Adverse Effects of High Lenght of Stays

 

  • When a patient stays in the hospital for more than 10 days it can lead to up to 10 years of muscle aging. Some patients are at a higher risk of this than others.
  • Older patients experience decline after they have been admitted for a long period of time. This rate of decline increases at a faster rate the older the patient is. For patients, over 90 years they can decline at a 65% rate.
  • A lot of hospital bed admissions can be avoided as these patients could be attended to and their medical needs met at other points in a hospital and at a lower level of care with fewer uses of hospital accessories.
  • A lot of patients who have delayed discharges could have been discharged earlier using fewer resources and still have their needs met in a timely and quality fashion. Usually a lot of patients who are not discharged in time are not at fault but instead, the hospital could have discharged them if only they had proper and more effective systems in place. Ineffective internal management and redundant process flow and work systems lead to delays in discharging patients amongst other things.
  • Sometimes patients prefer to stay longer than necessary or longer than needed in a hospital because they have fear or anxiety about their illness and they think being discharged could mean deterioration of their health




Measures Put in Place to Reduce Lenght of Stay in Hospitals

 

There are software and established systems in place that healthcare organizations can either adapt or purchase to help them manage their admission and discharge flow more effectively. There are options and process that can put at the emergency departments, primary care departments, and other pathways that can help streamline the process.

 

Before a healthcare organization adopts any of these measures and changes, it is wise to first have a review process in place. This review can be done by an external service or a healthcare organization can appoint an in-house review team made up of both senior and mid-level management and staff members. When choosing a review team, it is important that the team members appropriately and accurately represent the healthcare organization.

 

There should be representatives from each key department and they must present the interests of their departments to the group. A team set up for these purposes should include medical research consultants, senior nurses, acute medical consultants, physician assistants, a general practitioner with good local knowledge, community representatives, the ambulance service and paramedics , integrated discharge team members, and representatives from social services, the voluntary sector, the independent sector, representatives from each department, and clinical commissioning group.

 

This team structure can be adjusted depending on the size of the organization and depending on the structure, location, specialty etc. For example, a healthcare facility that focuses on rehabilitation or heart surgeries or teaching hospitals is bound to have slightly different team structures that represent more accurately the type of organization and their goals.

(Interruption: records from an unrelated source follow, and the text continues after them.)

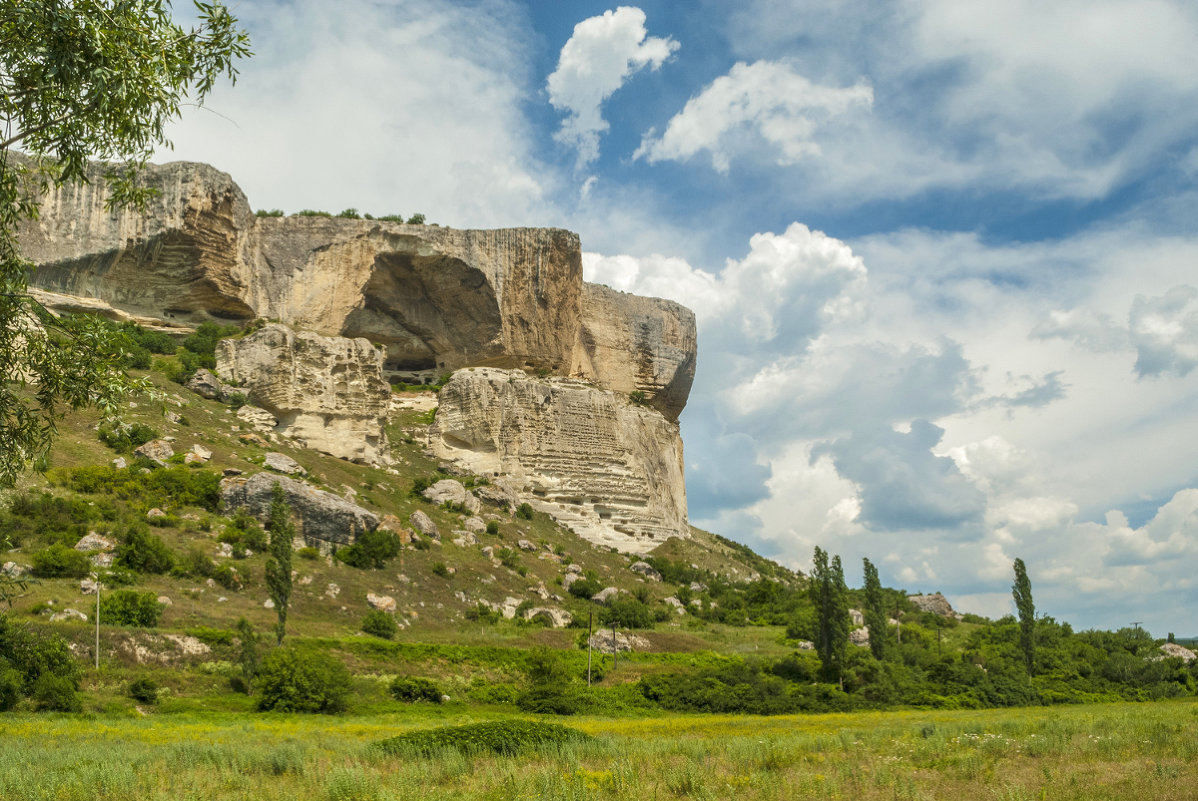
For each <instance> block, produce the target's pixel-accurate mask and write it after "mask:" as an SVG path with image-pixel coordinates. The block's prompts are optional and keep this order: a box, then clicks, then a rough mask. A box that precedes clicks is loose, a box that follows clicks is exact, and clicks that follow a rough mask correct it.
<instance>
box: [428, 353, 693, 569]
mask: <svg viewBox="0 0 1198 801" xmlns="http://www.w3.org/2000/svg"><path fill="white" fill-rule="evenodd" d="M440 400H441V406H440V408H438V409H437V415H436V418H435V421H434V424H432V426H431V427H430V447H431V450H432V451H434V454H435V455H437V456H438V457H441V459H444V460H448V461H452V462H454V463H456V465H458V466H460V467H462V468H464V469H468V471H471V472H473V473H477V474H479V475H486V477H496V475H503V477H507V479H506V484H507V485H508V486H513V485H515V486H516V487H518V491H519V493H520V496H521V498H525V499H527V500H528V502H530V503H531V504H532V505H533V506H534V508H536V509H539V510H541V511H545V512H547V514H549V515H551V516H552V517H553V518H555V520H557V521H558V522H561V523H563V524H564V526H567V527H568V528H570V529H571V530H574V532H575V533H576V534H579V535H580V536H582V538H585V539H587V540H591V541H592V542H597V544H600V545H607V546H612V547H616V548H618V550H621V551H625V552H633V553H640V552H646V551H649V550H652V548H653V547H655V546H657V545H658V544H660V542H662V541H664V540H666V539H667V538H670V536H682V538H685V536H689V535H690V533H689V528H688V524H686V491H685V486H684V483H683V460H682V438H680V437H679V436H678V425H677V423H673V421H672V420H668V419H666V418H665V417H664V415H662V414H661V413H660V412H658V411H655V409H653V408H648V407H646V406H640V405H636V403H633V402H630V401H629V399H628V396H627V395H624V394H622V393H615V392H606V390H603V389H597V388H595V387H593V386H589V384H587V383H585V382H581V381H574V380H569V378H544V380H539V378H531V377H528V376H527V375H526V374H524V372H522V371H519V370H497V369H488V368H479V369H474V370H460V371H458V372H455V374H454V376H453V378H452V380H450V381H449V383H448V384H446V387H444V388H443V389H442V390H441V396H440Z"/></svg>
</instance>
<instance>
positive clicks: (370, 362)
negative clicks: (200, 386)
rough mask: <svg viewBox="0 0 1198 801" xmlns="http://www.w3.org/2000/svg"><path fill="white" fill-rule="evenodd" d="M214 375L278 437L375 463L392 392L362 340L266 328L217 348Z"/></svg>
mask: <svg viewBox="0 0 1198 801" xmlns="http://www.w3.org/2000/svg"><path fill="white" fill-rule="evenodd" d="M217 375H218V376H219V377H220V380H222V381H225V382H229V383H234V384H236V386H238V387H241V388H243V390H244V392H246V394H247V396H248V398H249V400H250V402H252V403H254V405H255V406H259V407H261V408H265V409H266V411H267V412H270V413H271V414H272V415H273V417H274V418H276V419H277V420H278V424H277V426H276V431H278V432H279V433H283V435H285V436H288V437H291V438H292V439H296V441H297V442H299V443H302V444H304V445H305V447H308V448H313V449H315V450H320V451H323V453H326V454H332V455H333V456H340V457H341V459H349V460H352V461H358V462H379V461H380V459H381V456H382V447H383V442H385V435H383V427H385V426H386V423H387V409H388V405H389V401H391V387H389V386H388V384H387V382H386V381H383V380H382V354H381V353H380V352H379V351H377V350H375V347H374V346H373V345H370V342H368V341H367V340H364V339H346V338H344V336H321V335H320V334H311V333H308V332H294V330H291V329H290V328H288V327H286V326H280V324H278V323H271V324H267V326H265V327H264V328H262V329H261V330H258V332H254V333H253V334H250V335H249V336H246V338H243V339H223V340H220V341H219V342H217Z"/></svg>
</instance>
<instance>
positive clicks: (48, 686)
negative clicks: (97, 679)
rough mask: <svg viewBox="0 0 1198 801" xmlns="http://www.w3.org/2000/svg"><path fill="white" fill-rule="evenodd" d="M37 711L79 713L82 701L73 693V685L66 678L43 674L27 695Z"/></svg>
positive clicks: (52, 675)
mask: <svg viewBox="0 0 1198 801" xmlns="http://www.w3.org/2000/svg"><path fill="white" fill-rule="evenodd" d="M29 694H30V697H31V698H32V699H34V703H35V704H36V705H37V709H38V711H50V712H81V711H83V700H81V699H80V698H79V693H78V692H77V691H75V685H74V682H73V681H71V679H68V678H66V676H60V675H54V674H53V673H43V674H42V675H40V676H37V680H36V681H35V682H34V688H32V692H30V693H29Z"/></svg>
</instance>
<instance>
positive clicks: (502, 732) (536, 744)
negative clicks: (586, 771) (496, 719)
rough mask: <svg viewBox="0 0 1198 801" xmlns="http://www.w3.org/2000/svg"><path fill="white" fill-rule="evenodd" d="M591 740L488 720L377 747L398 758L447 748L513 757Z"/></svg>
mask: <svg viewBox="0 0 1198 801" xmlns="http://www.w3.org/2000/svg"><path fill="white" fill-rule="evenodd" d="M591 739H592V738H591V735H588V734H585V733H582V732H579V730H577V729H571V728H568V727H564V726H558V724H557V723H541V722H539V721H489V722H485V723H468V724H466V726H447V727H443V728H437V729H424V730H422V732H411V733H409V734H401V735H400V736H398V738H391V739H389V740H383V741H382V742H379V744H377V747H379V748H381V750H382V751H383V752H385V753H388V754H397V756H407V754H412V753H416V754H435V753H436V752H438V751H442V750H446V748H456V750H459V751H462V752H465V753H467V754H471V753H497V754H503V756H513V754H519V753H521V752H525V751H528V750H531V748H536V747H538V746H545V745H567V744H575V742H586V741H588V740H591Z"/></svg>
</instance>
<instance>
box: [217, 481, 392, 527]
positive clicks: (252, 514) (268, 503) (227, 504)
mask: <svg viewBox="0 0 1198 801" xmlns="http://www.w3.org/2000/svg"><path fill="white" fill-rule="evenodd" d="M276 484H278V485H279V486H280V487H283V494H284V497H285V499H286V502H288V504H290V506H291V512H292V514H294V515H295V516H296V517H297V518H298V520H299V530H301V533H302V534H303V536H304V538H305V539H308V540H320V541H323V542H334V544H337V545H350V544H352V542H353V540H355V539H356V538H357V535H358V534H361V533H362V532H373V530H374V529H375V528H377V527H379V516H377V515H375V514H374V512H373V511H369V510H367V509H363V508H362V506H358V505H355V504H352V503H349V502H347V500H345V499H344V498H341V497H339V496H335V494H333V493H332V492H326V491H323V490H317V489H316V487H314V486H311V485H310V484H307V483H304V481H297V480H296V479H292V478H288V477H286V475H276V474H273V473H254V474H253V475H250V477H248V478H243V477H240V475H238V477H231V478H226V479H223V480H222V481H220V499H222V502H223V503H224V508H225V509H226V510H229V511H232V510H235V509H238V508H241V506H244V508H246V509H248V510H249V512H250V514H252V515H254V516H255V517H258V518H259V520H261V521H266V520H267V518H268V517H270V512H271V496H272V492H273V490H274V485H276Z"/></svg>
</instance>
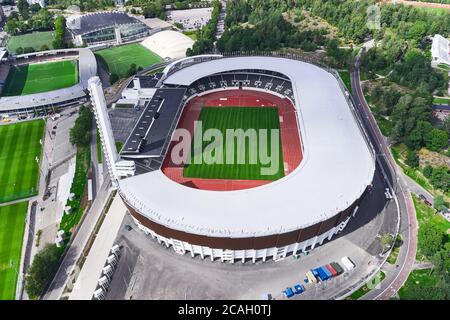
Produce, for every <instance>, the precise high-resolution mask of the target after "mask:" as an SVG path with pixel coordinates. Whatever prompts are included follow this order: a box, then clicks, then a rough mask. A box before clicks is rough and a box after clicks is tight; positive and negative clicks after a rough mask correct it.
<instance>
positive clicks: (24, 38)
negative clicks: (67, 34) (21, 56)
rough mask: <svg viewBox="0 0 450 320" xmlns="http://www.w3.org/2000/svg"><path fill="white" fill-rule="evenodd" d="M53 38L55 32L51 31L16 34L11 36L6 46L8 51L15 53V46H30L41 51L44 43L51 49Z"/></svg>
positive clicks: (51, 47) (32, 32)
mask: <svg viewBox="0 0 450 320" xmlns="http://www.w3.org/2000/svg"><path fill="white" fill-rule="evenodd" d="M54 39H55V33H54V32H53V31H43V32H32V33H26V34H22V35H18V36H12V37H11V38H10V39H9V40H8V43H7V44H6V48H7V49H8V52H10V53H12V54H15V53H16V50H17V48H19V47H21V48H27V47H31V48H33V49H34V50H35V51H41V49H42V46H43V45H46V46H47V47H48V48H49V49H53V40H54Z"/></svg>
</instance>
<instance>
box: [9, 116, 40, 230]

And before you think that the list is exhaustive, keep in mind that the point of putting together a team like this is to have whole system integration which will help tackle the issue of long length of stays more effectively.

 

The review group or external audit team should then submit report findings as well as recommendations on how to reduce inappropriate admissions or long length of stays of those that are admitted. The effectiveness of the report and its implementation could lead to swift improvements in a short period of time.

 

This kind of audit done by an internal team works best when there is a system-wide multidisciplinary representation and collaboration with external experts on the issue. The solutions should also inform wider and bigger plans to improve the quality of care across the healthcare organization.

 

The process of implementing plans to reduce the length of stays should be straightforward and should not contain complicated and hard to understand processes or recommendations. It should have a short-term plan (weeks or a couple of months) after which results should start to show.



Conclusion on Major Issues in Healthcare

 

 Inasmuch as long length of stay is a major issue in healthcare, hospitals should be watchful not to discharge patients before they are ready or before due diligence. A lot of times further monitoring could be what makes the difference between full recovery or life and death for a patient.